Utilisés pour le conditionnement alimentaire, les revêtements antiadhésifs, les textiles imperméables, les mousses anti-incendie ou les cosmétiques, ils sont aujourd’hui un problème de santé publique gravissime. Les études les associent à des perturbations du développement in utero des nourrissons, à un vieillissement cellulaire accéléré, à des perturbations neurologiques ou à un risque accru de certains cancers. Depuis cette prise de conscience, qui a eu lieu lors de la décennie 2010, le tableau ne fait que s’aggraver, et nous commençons à peine à mesurer l’ampleur des dégâts. Selon une nouvelle recherche publiée dans la revue Journal of Occupational and Environmental Hygiene, conduite par les toxicologues du laboratoire américain NMS Labs, ils seraient présents dans 98,8 % des prélèvements sanguins étudiés pour l’occasion.
PFAS : le cadeau industriel empoisonné
Sur 10 566 échantillons sanguins analysés par les chercheurs, 10 439 contenaient suffisamment de PFAS pour qu’ils soient détectables. Un chiffre déjà terrifiant, mais il y a encore pire : dans la quasi-totalité des cas, les individus ont été testés positifs à un cocktail de plusieurs PFAS. À peine 0,18 % des échantillons ne contenaient qu’une seule molécule de PFAS ; chez les autres, les chercheurs ont détecté des mélanges de cinq substances ou plus.
Même s’ils sont regroupés en une grande famille, les PFAS sont des molécules très différentes et ne s’accumulent pas pareil dans l’organisme. Certains ont une demi-vie (temps nécessaire pour que la moitié de la quantité d’une substance soit éliminée par l’organisme ou se dégrade naturellement) de quelques jours à peine, tandis que d’autres persistent dans nos organes pendant plus d’une décennie avant d’être évacués. Dans l’ensemble de la cohorte, 70 combinaisons uniques de molécules de PFAS ont été relevées.

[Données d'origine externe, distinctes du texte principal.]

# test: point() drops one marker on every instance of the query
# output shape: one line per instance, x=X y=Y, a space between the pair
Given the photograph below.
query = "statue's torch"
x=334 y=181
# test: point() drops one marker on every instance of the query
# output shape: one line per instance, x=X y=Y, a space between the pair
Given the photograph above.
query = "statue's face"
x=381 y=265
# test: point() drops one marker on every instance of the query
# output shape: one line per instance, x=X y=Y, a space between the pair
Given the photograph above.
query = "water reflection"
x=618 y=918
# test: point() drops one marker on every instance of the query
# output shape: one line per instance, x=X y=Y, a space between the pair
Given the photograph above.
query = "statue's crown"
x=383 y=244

Parmi les molécules les plus fréquemment retrouvées figure l’acide perfluorohexane sulfonique (PFHxS), présent dans 97,9 % des prélèvements. Utilisé notamment dans les textiles, les adhésifs et les revêtements de meubles, son interdiction de production et d’utilisation n’est entrée en vigueur qu’à la fin de l’année 2023, après que des études animales ont mis en évidence des effets sur le foie et le système immunitaire. En France, il a fallu attendre la loi du 27 février 2025 pour que des interdictions soient enfin inscrites dans le droit national.

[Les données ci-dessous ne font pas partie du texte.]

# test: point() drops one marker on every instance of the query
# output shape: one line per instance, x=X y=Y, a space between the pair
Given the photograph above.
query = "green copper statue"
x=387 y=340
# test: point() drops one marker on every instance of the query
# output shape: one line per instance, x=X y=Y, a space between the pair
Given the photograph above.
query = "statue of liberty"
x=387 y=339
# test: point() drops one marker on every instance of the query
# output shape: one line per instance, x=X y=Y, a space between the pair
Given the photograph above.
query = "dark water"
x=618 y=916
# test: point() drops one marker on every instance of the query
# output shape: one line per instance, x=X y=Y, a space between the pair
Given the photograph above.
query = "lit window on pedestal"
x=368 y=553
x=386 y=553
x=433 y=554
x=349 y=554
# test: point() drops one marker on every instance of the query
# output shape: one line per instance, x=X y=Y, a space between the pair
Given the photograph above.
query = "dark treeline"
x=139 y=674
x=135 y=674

C’est là que réside la difficulté centrale soulevée par l’étude : les seuils d’exposition dits tolérables ont été établis composé par composé, sans tenir compte du fait que dans la réalité, ces composés ne sont jamais assimilés seuls. Leurs effets peuvent se potentialiser et nous avons à peine effleuré la pointe de l’iceberg ; d’un point de vue toxicologie, nous n’avons en réalité aucune idée de la nature exacte des dizaines de milliers de combinaisons potentielles.
Les chercheurs du NMS Labs concluent en espérant que leurs résultats « guideront les futurs efforts d’évaluation des risques ». C’est malheureusement tout ce que la communauté scientifique peut aujourd’hui formuler sans outrepasser ses prérogatives : produire des données incontestables et rester mobilisée pour que les institutions régulatrices et autorités de santé ne cèdent pas face au secteur industriel, qui pratique un lobbying intensif pour continuer à synthétiser et vendre des PFAS. Nous pouvons citer, pêle-mêle, des entreprises comme 3M, Chemours, Arkema Solvay / Syensqo ou Daikin. Des firmes qui ont tout intérêt à ce que la réglementation encadrant les PFAS reste aussi lente que la justice, qui devra bien un jour les faire payer pour nous avoir empoisonnés.
- Les PFAS, substances synthétiques présentes dans 98,8 % des échantillons sanguins, posent un grave problème de santé publique.
- Ces composés, utilisés dans divers produits industriels, sont liés à des effets néfastes sur la santé, comme des cancers et des perturbations neurologiques.
- L’étude souligne l’absence de régulation adéquate face aux mélanges complexes de PFAS et le lobbying des entreprises pour maintenir leur production.